A comatose patient is unresponsive to any stimuli. Stupor describes a state of arousal only with vigorous and continuous painful stimulation. Delirium describes an acute disturbance of consciousness that is accompanied by an acute loss of cognition that is not better explained by a preexisting neurocognitive disorder such as dementia.[10]Delirium is a highly heterogeneous syndrome and is frequently subtyped by its psychomotor activity.[11]

  1. Hypoactive delirium is characterized by psychomotor retardation, and patients can appear to be drowsy or somnolent. Because the clinical presentation of hypoactive delirium is subtle and often attributed to other etiologies such as depression or fatigue,[12,13] this subtype is often missed by clinicians.[14]

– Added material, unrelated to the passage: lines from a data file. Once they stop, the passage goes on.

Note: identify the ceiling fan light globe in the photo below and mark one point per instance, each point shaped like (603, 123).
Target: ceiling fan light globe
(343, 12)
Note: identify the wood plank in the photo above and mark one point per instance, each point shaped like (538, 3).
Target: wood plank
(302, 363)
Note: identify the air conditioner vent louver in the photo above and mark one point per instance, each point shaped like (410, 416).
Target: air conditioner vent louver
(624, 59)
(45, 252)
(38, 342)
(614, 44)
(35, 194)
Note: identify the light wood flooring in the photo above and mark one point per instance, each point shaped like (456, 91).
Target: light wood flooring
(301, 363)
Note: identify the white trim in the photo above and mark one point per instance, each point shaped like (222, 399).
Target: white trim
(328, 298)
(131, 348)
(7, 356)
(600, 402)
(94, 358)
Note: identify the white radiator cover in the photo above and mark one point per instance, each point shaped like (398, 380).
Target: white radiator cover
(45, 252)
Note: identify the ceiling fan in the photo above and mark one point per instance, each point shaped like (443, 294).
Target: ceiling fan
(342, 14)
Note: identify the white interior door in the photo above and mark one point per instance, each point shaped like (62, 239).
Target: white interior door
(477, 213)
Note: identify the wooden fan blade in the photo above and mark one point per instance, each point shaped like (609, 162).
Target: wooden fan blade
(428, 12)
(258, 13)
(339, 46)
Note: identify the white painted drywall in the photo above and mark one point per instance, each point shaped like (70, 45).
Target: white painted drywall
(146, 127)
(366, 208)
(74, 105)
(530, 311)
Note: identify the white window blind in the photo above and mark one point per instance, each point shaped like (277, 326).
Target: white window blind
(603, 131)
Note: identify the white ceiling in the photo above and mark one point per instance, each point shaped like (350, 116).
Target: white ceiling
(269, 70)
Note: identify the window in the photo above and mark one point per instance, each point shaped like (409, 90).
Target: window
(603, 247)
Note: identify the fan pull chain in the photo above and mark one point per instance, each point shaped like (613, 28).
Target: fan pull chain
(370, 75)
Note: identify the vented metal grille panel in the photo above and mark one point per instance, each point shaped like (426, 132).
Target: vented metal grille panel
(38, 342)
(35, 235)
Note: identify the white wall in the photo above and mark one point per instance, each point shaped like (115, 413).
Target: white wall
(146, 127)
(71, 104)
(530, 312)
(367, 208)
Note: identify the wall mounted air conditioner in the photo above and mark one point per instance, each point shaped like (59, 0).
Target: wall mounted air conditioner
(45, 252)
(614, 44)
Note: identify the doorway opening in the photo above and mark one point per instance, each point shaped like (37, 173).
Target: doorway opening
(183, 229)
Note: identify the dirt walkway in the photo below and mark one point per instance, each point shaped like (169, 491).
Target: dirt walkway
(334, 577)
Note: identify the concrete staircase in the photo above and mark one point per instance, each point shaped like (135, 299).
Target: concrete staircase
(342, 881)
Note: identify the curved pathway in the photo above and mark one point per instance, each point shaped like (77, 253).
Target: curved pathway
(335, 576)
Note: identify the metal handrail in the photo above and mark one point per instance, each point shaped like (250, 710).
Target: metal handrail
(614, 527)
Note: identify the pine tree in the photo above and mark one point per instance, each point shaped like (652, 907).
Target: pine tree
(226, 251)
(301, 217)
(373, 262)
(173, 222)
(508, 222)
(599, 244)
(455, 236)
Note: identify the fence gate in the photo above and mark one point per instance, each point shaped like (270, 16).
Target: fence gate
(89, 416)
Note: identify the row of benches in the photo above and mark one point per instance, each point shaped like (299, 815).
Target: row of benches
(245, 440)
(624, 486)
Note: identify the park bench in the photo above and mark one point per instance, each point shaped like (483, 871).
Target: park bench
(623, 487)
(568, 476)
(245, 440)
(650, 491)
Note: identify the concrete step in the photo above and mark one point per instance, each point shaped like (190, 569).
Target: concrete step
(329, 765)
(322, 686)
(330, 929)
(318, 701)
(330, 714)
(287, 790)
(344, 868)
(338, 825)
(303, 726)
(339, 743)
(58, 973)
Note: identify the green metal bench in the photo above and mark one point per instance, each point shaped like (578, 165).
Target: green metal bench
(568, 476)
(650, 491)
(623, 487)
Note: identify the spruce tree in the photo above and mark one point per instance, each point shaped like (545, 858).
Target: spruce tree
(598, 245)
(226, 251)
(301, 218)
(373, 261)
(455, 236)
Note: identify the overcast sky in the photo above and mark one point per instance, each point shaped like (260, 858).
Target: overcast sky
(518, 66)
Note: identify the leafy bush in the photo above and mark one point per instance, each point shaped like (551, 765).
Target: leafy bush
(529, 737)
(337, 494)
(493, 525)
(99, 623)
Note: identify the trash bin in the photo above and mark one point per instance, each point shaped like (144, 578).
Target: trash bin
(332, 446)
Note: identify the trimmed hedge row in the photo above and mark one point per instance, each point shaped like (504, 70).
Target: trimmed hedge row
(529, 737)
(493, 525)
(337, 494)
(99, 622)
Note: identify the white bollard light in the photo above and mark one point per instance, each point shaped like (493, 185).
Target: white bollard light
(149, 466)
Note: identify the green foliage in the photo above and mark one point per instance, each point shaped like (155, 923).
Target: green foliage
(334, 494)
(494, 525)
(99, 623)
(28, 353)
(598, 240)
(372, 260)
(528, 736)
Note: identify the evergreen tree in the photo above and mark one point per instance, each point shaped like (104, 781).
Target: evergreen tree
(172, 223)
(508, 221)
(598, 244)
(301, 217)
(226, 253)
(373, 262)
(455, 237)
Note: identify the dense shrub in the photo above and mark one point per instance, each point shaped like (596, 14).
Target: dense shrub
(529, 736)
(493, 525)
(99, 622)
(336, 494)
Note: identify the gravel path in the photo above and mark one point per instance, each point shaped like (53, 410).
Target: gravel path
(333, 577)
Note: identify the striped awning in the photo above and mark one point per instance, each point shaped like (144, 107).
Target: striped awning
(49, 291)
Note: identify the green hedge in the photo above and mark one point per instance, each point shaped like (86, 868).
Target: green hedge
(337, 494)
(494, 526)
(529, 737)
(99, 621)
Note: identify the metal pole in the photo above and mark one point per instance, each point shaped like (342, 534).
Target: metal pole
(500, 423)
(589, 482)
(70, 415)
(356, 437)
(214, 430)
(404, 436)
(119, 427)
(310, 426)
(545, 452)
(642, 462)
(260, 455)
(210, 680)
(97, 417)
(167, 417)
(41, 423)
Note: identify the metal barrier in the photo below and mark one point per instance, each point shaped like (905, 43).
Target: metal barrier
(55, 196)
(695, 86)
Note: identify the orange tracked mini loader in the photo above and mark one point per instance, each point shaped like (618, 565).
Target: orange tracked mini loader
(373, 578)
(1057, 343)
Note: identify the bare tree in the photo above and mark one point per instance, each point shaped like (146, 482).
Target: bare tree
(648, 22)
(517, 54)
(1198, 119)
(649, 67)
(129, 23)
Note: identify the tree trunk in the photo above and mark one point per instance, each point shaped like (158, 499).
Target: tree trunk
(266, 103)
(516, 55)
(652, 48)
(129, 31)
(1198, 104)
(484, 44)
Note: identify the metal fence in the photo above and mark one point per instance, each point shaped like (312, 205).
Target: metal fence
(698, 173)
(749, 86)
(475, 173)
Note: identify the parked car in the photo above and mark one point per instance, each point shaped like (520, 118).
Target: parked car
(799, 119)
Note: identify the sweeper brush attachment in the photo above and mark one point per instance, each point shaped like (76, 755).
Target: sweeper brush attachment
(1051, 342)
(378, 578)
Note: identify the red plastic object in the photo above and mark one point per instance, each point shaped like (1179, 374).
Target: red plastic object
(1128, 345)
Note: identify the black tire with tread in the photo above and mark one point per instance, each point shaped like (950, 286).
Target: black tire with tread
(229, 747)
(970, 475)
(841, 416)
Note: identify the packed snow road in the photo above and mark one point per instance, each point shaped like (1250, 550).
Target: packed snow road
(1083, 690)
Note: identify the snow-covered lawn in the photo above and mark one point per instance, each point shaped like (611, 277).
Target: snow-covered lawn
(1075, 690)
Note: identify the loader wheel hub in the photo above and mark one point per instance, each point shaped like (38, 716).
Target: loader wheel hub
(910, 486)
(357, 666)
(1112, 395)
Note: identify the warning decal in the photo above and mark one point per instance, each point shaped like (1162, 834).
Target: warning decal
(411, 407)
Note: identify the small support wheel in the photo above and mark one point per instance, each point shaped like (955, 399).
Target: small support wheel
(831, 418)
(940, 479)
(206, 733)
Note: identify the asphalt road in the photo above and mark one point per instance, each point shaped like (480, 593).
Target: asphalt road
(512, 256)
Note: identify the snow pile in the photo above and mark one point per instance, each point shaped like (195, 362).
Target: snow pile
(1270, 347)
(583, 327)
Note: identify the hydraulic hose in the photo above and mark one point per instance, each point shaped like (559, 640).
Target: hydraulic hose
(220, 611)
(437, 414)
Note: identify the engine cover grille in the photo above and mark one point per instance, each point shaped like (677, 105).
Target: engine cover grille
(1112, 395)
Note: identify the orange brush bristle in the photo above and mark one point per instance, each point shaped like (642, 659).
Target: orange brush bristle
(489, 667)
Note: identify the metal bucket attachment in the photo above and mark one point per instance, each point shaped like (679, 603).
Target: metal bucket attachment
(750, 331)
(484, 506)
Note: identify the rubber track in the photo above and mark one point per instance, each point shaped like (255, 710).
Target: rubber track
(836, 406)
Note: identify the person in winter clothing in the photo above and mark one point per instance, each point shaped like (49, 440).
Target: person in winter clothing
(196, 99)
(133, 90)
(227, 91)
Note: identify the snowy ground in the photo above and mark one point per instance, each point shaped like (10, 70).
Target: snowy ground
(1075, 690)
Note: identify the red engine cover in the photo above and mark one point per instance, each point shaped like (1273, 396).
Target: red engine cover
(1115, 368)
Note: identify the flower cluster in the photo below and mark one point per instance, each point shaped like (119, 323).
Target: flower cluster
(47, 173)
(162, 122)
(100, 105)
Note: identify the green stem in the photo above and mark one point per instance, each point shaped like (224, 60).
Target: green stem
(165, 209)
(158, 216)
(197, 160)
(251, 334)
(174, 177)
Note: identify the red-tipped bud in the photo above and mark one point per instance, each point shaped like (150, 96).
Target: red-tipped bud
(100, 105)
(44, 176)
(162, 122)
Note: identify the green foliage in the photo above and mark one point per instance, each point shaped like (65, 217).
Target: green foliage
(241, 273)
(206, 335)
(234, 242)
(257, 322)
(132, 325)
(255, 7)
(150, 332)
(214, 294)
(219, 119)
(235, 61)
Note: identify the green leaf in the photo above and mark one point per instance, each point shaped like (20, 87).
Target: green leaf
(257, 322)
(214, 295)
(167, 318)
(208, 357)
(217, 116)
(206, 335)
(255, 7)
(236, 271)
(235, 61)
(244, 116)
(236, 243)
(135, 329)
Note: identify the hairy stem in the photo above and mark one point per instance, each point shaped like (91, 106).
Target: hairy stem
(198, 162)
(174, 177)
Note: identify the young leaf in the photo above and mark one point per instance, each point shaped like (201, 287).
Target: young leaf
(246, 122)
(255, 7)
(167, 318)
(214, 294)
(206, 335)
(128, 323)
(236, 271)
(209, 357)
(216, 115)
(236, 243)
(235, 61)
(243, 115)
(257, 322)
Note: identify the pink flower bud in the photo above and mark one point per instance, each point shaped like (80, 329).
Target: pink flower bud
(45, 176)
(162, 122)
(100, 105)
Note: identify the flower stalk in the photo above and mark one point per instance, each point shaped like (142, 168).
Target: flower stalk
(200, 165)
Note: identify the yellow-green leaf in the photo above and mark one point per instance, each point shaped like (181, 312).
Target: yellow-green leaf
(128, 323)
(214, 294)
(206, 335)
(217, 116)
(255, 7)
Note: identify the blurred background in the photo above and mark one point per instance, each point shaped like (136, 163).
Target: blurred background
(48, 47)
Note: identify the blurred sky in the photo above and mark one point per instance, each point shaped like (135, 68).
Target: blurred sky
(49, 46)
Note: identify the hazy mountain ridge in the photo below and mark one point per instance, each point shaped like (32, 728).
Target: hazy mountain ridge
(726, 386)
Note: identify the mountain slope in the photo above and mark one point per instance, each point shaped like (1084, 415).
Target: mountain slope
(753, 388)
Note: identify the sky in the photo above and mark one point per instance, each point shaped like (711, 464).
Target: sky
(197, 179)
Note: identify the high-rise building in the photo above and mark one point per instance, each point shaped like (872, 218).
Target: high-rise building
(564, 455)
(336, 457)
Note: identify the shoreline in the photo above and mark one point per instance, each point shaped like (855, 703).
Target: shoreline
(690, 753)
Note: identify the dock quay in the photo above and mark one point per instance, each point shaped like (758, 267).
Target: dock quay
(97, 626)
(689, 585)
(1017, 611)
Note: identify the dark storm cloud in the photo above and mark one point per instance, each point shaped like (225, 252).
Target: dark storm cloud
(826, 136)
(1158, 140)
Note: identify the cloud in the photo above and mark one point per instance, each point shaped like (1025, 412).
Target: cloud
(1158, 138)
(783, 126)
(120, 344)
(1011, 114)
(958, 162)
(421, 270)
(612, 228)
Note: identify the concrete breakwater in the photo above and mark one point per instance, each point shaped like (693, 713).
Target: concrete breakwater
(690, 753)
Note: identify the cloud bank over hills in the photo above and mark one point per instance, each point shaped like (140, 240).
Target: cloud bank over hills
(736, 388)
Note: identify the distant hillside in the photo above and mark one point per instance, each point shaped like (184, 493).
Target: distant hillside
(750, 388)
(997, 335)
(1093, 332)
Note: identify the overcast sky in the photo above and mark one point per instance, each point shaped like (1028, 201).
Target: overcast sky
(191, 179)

  2. Hyperactive delirium is characterized by a state of restlessness, agitation, or combativeness. This is the easiest to detect, but the least common subtype encountered in the ED.[15]

  3. Mixed-type delirium is a state that presents with features of both hyperactive and hypoactive delirium.

Though the subtypes are more commonly associated with certain etiologies, this is not absolute. The hypoactive subtype is more commonly associated with infection or metabolic causes, while alcohol or benzodiazepine withdrawal is more commonly associated with the hyperactive subtype.[16]

Dementia is a chronic form of AMS and is characterized by a gradual loss of cognition over a period of months to years. While dementia is not an emergency, there are a few reversible conditions associated with it that clinicians must be aware of. These include normal pressure hydrocephalus, hypothyroidism, vitamin B12 deficiency, and depression.

It is also important to note that dementia is an important predisposing factor to delirium, and patients can have both conditions concurrently.[17] Delirium and dementia's clinical features can overlap in patients with end-stage dementia or dementia with Lewy's bodies.[18,19] When these patients develop delirium, an acute change in mental status is still observed, and any preexisting abnormalities in cognition and level of consciousness will likely worsen.